LogisticMatrixFactorization

class implicit.cpu.lmf.LogisticMatrixFactorization(factors=30, learning_rate=1.0, regularization=0.6, dtype=<class 'numpy.float32'>, iterations=30, neg_prop=30, num_threads=0, random_state=None)

Bases: implicit.cpu.matrix_factorization_base.MatrixFactorizationBase

Logistic Matrix Factorization

A collaborative filtering recommender model that learns probabilistic distribution whether user like it or not. Algorithm of the model is described in Logistic Matrix Factorization for Implicit Feedback Data <https://web.stanford.edu/~rezab/nips2014workshop/submits/logmat.pdf>

Parameters
  • factors (int, optional) – The number of latent factors to compute

  • learning_rate (float, optional) – The learning rate to apply for updates during training

  • regularization (float, optional) – The regularization factor to use

  • dtype (data-type, optional) – Specifies whether to generate 64 bit or 32 bit floating point factors

  • iterations (int, optional) – The number of training epochs to use when fitting the data

  • neg_prop (int, optional) – The proportion of negative samples. i.e.) “neg_prop = 30” means if user have seen 5 items, then 5 * 30 = 150 negative samples are used for training.

  • num_threads (int, optional) – The number of threads to use for fitting the model and batch recommendation calls. Specifying 0 means to default to the number of cores on the machine.

  • random_state (int, RandomState or None, optional) – The random state for seeding the initial item and user factors. Default is None.

item_factors

Array of latent factors for each item in the training set

Type

ndarray

user_factors

Array of latent factors for each user in the training set

Type

ndarray

fit(self, user_items, show_progress=True, callback=None)

Factorizes the user_items matrix

Parameters
  • user_items (csr_matrix) – Matrix of confidences for the liked items. This matrix should be a csr_matrix where the rows of the matrix are the user, and the columns are the items that are liked by the user. BPR ignores the weight value of the matrix right now - it treats non zero entries as a binary signal that the user liked the item.

  • show_progress (bool, optional) – Whether to show a progress bar

  • callback (Callable, optional) – Callable function on each epoch with such arguments as epoch, elapsed time and progress

classmethod load(fileobj_or_path)implicit.recommender_base.RecommenderBase

Loads the model from a file

Parameters

fileobj_or_path (str or io.IOBase) – Either the filename or an open file-like object to load the model from

Returns

The model loaded up from disk

Return type

RecommenderBase

See also

save, numpy.load

recommend(userid, user_items, N=10, filter_already_liked_items=True, filter_items=None, recalculate_user=False, items=None)

Recommends items for users.

This method allows you to calculate the top N recommendations for a user or batch of users. Passing an array of userids instead of a single userid will tend to be more efficient, and allows multi-thread processing on the CPU.

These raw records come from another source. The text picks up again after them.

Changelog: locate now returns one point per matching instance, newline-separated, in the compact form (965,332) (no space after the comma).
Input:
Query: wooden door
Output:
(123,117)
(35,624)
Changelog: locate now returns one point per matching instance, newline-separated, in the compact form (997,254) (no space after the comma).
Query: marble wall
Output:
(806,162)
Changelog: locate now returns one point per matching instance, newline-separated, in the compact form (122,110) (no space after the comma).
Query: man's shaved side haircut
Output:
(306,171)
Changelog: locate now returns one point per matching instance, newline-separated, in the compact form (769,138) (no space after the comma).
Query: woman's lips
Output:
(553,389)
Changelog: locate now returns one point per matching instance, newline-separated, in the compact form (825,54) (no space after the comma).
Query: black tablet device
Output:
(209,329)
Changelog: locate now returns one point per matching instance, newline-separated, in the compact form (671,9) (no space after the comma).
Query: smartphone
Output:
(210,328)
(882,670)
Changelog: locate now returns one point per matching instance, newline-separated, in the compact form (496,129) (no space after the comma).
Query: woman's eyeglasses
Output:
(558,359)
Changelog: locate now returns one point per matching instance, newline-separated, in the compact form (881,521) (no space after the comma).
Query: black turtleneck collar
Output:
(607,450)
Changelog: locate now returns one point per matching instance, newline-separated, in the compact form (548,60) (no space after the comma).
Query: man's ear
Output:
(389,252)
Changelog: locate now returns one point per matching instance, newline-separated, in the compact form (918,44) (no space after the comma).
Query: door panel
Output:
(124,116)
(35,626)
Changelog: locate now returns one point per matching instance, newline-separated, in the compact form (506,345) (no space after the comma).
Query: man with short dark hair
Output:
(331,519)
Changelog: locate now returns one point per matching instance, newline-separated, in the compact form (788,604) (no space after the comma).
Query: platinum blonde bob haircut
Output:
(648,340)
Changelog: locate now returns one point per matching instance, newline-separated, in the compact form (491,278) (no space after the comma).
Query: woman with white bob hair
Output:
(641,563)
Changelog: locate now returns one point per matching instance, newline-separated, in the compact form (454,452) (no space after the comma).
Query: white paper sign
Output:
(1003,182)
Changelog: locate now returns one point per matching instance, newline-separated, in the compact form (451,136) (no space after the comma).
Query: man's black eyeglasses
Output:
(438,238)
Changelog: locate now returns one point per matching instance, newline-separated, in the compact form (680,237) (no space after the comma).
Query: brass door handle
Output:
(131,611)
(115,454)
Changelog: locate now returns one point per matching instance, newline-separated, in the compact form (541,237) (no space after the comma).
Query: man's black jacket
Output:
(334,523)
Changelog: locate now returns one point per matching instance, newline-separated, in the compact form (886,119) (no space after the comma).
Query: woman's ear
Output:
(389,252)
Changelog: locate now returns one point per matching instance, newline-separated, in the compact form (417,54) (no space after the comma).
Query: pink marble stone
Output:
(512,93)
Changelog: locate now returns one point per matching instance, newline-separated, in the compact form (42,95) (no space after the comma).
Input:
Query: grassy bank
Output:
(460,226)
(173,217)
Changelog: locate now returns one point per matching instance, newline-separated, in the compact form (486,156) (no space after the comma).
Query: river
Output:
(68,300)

This method has options for filtering out items from the results. You can both filter out items that have already been liked by the user with the filter_already_liked_items parameter, as well as pass in filter_items to filter out other items for all users in the batch. By default all items in the training dataset are scored, but by setting the ‘items’ parameter you can restrict down to a subset.

Example usage:

# calculate the top recommendations for a single user
ids, scores = model.recommend(0, user_items[0])

# calculate the top recommendations for a batch of users
userids = np.arange(10)
ids, scores = model.recommend(userids, user_items[userids])
Parameters
  • userid (Union[int, array_like]) – The userid or array of userids to calculate recommendations for

  • user_items (csr_matrix) – A sparse matrix of shape (users, number_items). This lets us look up the liked items and their weights for the user. This is used to filter out items that have already been liked from the output, and to also potentially recalculate the user representation. Each row in this sparse matrix corresponds to a row in the userid parameter: that is the first row in this matrix contains the liked items for the first user in the userid array.

  • N (int, optional) – The number of results to return

  • filter_already_liked_items (bool, optional) – When true, don’t return items present in the training set that were rated by the specified user.

  • filter_items (array_like, optional) – List of extra item ids to filter out from the output

  • recalculate_user (bool, optional) – When true, don’t rely on stored user embeddings and instead recalculate from the passed in user_items. This option isn’t supported by all models.

  • items (array_like, optional) – Array of extra item ids. When set this will only rank the items in this array instead of ranking every item the model was fit for. This parameter cannot be used with filter_items

Returns

Tuple of (itemids, scores) arrays. When calculating for a single user these array will be 1-dimensional with N items. When passed an array of userids, these will be 2-dimensional arrays with a row for each user.

Return type

tuple

save(self, fileobj_or_path)
similar_items(itemid, N=10, recalculate_item=False, item_users=None, filter_items=None, items=None)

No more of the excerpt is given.